What made William Boag walk from Lyttelton to Pigeon Bay to seek work straight off his ship in 1851, we may never know. Was it watching the hundreds of pilgrims pile over the Bridle Path, that made him take off in the opposite direction with no money, nothing going for him except the determination that was at the core of most of the early settlers?
William found work at Annadale, the farm run by Ebenezar Hay. As he ploughed Pigeon Bay, he fell in love with Ann Firmager, an orpan who was in the care of the Hays while she worked for them. A year and half later, William moved his career to the Canterbury Plains, learning dairy work in the employment of Mr. Thompson.
In 1853, his new wife at his side, William leased 200 acres from John Deans I, with right to purchase in 5 years. That was the birth of Burnside Farm, the name meaning “at the side of a small stream”. William had saved all his wages and with Ann leaving the Hays with a few dairy cows as her wages, the Boag’s began to build themselves a life. William didn’t take the 5 years to get his land in freehold. With the import of Shorthorn Cattle, Clydedales and Leicester Sheep, the Boag’s were making a name for themselves with their fine stock. They also began to purchase more land in earnest. The Boag’s eventually owned 1700 acres. As he and Ann began to grow into a larger family, William built a fine homestead that became the centre of Burnside Farm. It was located at the head of the current Avonhead Road but sadly was destroyed by fire in 1925.

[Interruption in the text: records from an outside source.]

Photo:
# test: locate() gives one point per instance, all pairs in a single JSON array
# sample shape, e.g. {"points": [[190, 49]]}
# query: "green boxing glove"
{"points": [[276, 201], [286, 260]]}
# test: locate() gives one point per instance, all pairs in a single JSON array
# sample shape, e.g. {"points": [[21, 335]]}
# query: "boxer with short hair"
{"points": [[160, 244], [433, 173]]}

There is an interesting story about William purchasing a plough and when it arrived via a ship in Lyttelton, he decided to take it home over the Bridle Path with the help of a Bullock. Things were fine going up but doing down, the plough would run into the back of the Bullock’s legs causing the poor animal to gallop down the Port Hills with the plough bashing down after it and a red-faced William chasing them both on foot. He ended up having to jump on the plough over and over to push it into the hillside, causing it to slow down. Eventually, he untied the Bullock and eased the plough the rest of the way down with man-power…these pioneers were tough!!!!

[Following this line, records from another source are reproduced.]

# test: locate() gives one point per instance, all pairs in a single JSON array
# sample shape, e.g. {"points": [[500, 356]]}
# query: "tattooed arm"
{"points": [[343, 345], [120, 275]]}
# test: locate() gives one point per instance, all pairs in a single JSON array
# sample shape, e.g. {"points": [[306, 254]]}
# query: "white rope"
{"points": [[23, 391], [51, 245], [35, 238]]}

The start of the subdivison of Burnside Farm began just after World War One. In 1935, land was purchased from the Boag’s for the Christchurch Airport so you can imagine how huge Burnside Farm once was. For another example, Charles Church Haslewood purchased land from William in 1853 and called his sheep run “Coringa”. His run is now the Coringa Golf Course out at McLeans Island; Burnside Farm was HUGE! Burnside Farm remained a part of Fendall Town (Fendalton) until 1959 when the city council made Burnside officially a suburb.
William is buried in Addington Cemetery.